Dd vs. secure-erase for reconditiong SSDs

performancessd

Does writing zeros to an entire ssd (dd if=/dev/zero of/dev/sdX) give the same performance restoring effect that you get from a "secure erase", or does secure erase do something else as well?

==EDIT==
To clarify slightly; I don't care about securely destroying the data, I just want to take this drive (which has had a lot of filling/deleting done on it) and restore the SSD performance loss that occurs over time.

Best Answer

If I recall correctly, I'm not sure you can do that to securely erase it. The controller electronics that take instruction from the OS internally implement routines for properly wearing the SSD cells evenly; they have a finite write/read cycle, and if you keep writing them over and over they "die", and so the internal system distributes write instructions to prevent issues with the drive. Your best bet would be to write data to completely then erase the file(s) and do it over again. You'd then shorten its life in the process, and even then there may be space that isn't overwritten in the process as I believe there may be some excess space saved for other data and/or backup space for found bad cells.

If you have security requirements for eliminating data on old storage media, you may not want to use SSD's or you might want to look into something more old fashioned, like shotguns or metal shredders.

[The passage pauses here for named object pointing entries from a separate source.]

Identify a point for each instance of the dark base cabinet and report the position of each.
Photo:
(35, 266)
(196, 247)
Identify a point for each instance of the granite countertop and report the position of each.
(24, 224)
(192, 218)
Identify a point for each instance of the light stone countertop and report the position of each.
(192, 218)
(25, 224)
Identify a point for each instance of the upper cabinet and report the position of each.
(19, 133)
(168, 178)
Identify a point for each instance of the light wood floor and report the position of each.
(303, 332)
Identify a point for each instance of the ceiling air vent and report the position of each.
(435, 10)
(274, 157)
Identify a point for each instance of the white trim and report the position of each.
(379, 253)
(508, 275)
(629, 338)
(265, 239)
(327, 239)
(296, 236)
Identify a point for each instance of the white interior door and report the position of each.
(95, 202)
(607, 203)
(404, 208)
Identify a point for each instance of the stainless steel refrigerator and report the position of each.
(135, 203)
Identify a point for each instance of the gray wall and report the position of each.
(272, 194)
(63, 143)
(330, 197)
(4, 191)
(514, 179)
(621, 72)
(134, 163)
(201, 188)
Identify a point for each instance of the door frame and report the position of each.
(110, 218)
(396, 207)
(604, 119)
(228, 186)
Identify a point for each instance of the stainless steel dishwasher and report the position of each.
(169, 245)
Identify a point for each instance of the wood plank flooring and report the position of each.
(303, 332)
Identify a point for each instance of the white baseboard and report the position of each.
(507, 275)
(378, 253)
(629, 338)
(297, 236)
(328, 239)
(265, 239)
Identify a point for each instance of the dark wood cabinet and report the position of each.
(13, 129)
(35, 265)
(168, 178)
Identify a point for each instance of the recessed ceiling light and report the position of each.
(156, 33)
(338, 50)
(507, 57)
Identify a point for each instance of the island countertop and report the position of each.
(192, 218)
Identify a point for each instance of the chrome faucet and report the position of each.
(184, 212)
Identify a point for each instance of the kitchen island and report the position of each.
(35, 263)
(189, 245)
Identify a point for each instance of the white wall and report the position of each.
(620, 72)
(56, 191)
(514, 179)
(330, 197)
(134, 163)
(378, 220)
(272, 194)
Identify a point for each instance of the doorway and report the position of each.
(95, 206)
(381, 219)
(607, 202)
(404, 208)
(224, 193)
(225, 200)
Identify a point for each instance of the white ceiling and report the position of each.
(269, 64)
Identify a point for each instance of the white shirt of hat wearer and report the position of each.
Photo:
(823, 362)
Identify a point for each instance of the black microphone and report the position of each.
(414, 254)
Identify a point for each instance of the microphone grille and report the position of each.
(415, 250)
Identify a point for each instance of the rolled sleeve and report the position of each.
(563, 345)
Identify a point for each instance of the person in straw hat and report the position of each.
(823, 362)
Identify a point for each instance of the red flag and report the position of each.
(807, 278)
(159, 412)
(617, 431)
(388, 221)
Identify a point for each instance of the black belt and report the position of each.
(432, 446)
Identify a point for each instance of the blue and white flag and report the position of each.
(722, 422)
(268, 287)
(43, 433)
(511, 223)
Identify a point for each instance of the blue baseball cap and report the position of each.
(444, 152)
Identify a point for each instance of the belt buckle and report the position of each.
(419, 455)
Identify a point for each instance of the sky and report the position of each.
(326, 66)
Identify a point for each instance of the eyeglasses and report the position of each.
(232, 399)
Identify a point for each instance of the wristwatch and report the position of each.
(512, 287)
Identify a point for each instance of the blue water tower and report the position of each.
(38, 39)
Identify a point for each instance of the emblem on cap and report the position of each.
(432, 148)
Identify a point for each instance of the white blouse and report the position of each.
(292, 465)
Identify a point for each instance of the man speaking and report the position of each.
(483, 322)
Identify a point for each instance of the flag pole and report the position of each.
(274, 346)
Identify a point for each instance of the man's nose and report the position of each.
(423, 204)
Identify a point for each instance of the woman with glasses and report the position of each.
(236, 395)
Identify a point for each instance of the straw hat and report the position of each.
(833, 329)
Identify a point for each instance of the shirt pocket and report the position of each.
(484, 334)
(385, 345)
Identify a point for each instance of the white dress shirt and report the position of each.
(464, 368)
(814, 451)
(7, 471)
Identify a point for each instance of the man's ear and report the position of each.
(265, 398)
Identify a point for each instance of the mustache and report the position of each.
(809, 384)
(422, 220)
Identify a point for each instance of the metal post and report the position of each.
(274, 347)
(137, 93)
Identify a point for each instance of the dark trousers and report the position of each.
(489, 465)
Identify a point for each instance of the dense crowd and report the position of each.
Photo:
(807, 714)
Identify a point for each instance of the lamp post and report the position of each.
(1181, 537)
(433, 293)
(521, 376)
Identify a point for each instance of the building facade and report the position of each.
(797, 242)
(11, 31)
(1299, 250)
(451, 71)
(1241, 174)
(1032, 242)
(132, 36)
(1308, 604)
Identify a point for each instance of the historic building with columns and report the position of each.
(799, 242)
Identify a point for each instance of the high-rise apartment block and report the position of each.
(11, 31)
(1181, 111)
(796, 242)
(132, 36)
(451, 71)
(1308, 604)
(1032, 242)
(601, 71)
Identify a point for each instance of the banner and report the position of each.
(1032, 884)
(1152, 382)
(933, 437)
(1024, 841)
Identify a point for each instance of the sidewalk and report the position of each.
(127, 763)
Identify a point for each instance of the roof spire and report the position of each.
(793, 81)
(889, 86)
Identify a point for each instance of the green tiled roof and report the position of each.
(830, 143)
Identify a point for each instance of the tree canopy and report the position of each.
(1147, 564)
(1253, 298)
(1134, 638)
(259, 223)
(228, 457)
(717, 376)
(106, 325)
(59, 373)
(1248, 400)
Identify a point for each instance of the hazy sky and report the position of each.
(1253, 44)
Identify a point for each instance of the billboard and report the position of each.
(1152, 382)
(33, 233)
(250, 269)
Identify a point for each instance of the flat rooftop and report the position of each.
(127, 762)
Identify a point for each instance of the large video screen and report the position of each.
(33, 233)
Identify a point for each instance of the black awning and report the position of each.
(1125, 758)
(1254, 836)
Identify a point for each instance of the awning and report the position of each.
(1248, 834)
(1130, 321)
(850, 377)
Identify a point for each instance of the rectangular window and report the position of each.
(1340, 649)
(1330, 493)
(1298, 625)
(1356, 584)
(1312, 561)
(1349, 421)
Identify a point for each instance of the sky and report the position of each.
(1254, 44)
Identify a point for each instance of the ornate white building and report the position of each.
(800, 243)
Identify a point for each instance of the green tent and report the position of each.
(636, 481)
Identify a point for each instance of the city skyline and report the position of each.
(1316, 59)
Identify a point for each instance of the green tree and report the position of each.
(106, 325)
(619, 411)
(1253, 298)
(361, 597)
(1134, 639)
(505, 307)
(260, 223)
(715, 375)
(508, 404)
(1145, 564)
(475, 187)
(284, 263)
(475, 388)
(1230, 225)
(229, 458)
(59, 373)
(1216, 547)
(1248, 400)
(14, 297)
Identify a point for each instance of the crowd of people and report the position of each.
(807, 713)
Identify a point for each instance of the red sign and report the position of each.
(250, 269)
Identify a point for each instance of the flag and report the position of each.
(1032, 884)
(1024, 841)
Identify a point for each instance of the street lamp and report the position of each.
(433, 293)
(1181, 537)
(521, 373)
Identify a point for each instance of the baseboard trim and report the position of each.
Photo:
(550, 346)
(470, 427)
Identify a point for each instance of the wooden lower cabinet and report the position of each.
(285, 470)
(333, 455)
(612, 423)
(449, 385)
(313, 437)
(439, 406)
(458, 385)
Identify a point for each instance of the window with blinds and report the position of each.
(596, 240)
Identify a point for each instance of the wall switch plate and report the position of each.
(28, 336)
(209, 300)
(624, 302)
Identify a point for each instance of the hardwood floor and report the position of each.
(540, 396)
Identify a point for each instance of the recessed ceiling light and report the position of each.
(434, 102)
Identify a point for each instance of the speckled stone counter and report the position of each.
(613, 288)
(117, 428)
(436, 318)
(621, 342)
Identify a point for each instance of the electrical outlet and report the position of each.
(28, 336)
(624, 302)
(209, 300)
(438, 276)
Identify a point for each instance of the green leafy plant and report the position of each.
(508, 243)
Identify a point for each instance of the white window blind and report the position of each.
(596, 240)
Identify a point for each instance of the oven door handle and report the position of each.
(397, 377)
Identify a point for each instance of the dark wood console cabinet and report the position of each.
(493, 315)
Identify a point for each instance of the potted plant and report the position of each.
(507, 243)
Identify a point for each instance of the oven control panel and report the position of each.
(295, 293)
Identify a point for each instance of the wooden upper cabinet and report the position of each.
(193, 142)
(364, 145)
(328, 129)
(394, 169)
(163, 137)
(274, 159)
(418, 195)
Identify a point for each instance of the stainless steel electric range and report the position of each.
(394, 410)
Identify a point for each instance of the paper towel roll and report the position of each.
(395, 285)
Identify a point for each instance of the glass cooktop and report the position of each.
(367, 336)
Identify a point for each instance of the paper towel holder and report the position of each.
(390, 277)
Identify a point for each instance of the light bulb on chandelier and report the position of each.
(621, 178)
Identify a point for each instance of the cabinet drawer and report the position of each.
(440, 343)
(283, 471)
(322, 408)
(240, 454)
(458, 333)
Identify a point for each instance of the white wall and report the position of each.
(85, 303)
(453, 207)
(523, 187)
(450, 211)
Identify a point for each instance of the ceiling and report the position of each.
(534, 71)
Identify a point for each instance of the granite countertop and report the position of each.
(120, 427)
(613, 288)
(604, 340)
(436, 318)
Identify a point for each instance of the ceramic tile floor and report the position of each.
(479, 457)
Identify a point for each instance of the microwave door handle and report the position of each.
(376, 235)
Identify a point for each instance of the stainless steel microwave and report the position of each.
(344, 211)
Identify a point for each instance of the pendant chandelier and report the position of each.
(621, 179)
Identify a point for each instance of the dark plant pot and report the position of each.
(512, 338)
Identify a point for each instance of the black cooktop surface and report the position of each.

If you want to restore performance, you need the drive to support TRIM; most manufacturers are coming out with utilities for their own drives that will refresh the drive. As time goes on operating systems are coming with TRIM support built in.

In a few years you probably won't have to do anything to maintain the drives. It's much like defragmenting a drive. OS X already defragments files that are less than 20 meg. Most Linux filesystems are pretty good at keeping fragmentation down. It seems NTFS still has issues with it, but I think at some point it'll be reduced as the file-within-a-file concept gets more popular in Windows (think ISO images and VM drives).

So to answer the question...zeroing out the drive will not restore performance the way TRIM support and manufacturer utilities will.